Le XIXe siècle voit un réaménagement profond : en 1838, une chapelle baptismale est ajoutée, et entre 1845–1857, l’architecte Labbé supprime le mur séparant nef et abside, restaurant la surface initiale. En 1852, le sol est exhaussé de 80 cm, enfouissant les bancs de pierre. De 1885 à 1890, deux chapelles latérales (saint Étienne et Vierge) sont construites, les poutres cachées sous une voûte en plâtre, et les fenêtres ornées de moulages. Les décorations intérieures, comme les fresques du chœur, reflètent les goûts de l’époque, avant que le chœur ne soit restauré en 1956 pour retrouver son aspect roman.
Les vitraux jouent un rôle marquant : en 1897, les baies romanes sont agrandies pour des vitraux signés Henri Feur et Gustave Pierre Dagrant (Bordeaux), remplacés en 1970–1971 par des œuvres de Raymond Mirande. Les fouilles archéologiques, ouvertes en 1956 puis en 1989, révèlent des traces de l’occupation ancienne, bien que les résultats restent partiellement exploités. Classée Monument Historique en 2005, l’église illustre ainsi une stratigraphie complexe, des origines paléochrétiennes aux transformations modernes.
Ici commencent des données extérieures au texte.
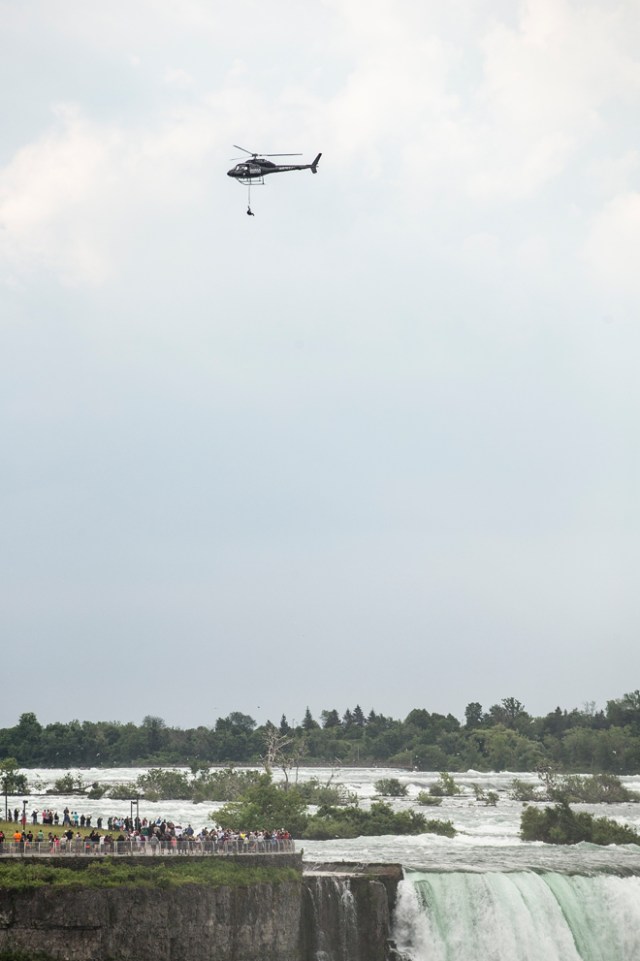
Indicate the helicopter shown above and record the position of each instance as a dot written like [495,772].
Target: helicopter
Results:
[257,168]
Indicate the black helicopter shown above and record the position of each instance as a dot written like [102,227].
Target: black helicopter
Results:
[256,169]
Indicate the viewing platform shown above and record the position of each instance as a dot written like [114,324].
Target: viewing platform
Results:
[146,848]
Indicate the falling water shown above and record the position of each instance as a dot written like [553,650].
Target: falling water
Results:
[335,922]
[518,916]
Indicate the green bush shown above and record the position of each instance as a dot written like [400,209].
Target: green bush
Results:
[429,800]
[561,825]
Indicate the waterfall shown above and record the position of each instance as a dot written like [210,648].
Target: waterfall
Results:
[335,921]
[519,916]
La façade occidentale, joyau roman, présente un portail en plein cintre encadré d’arcatures aveugles à chapiteaux sculptés, surmonté d’une corniche à modillons. Les tympans, comme l’Agnus Dei (sud) ou le cavalier casqué (nord, peut-être Constantin Ier), et les chapiteaux historiés (martyre de saint Étienne, lions bicorporés symbolisant la luxure) témoignent d’une iconographie riche et moralisatrice. Les modillons, représentant musiciens ou masques diaboliques, renforcent ce message contre les péchés capitaux, typique de l’art roman.
À l’intérieur, les chapiteaux de la nef, comme ceux des doubles arcades orientales, mêlent décors végétaux et scènes historiées. Le chapiteau sud, représentant le martyre de saint Étienne, montre le saint en prière entouré de lapideurs, tandis que des anges emportent son âme. Ces éléments, combinés aux vitraux et aux réaménagements, font de l’église un palimpseste architectural, où chaque époque a laissé son empreinte, des fondations médiévales aux restaurations contemporaines.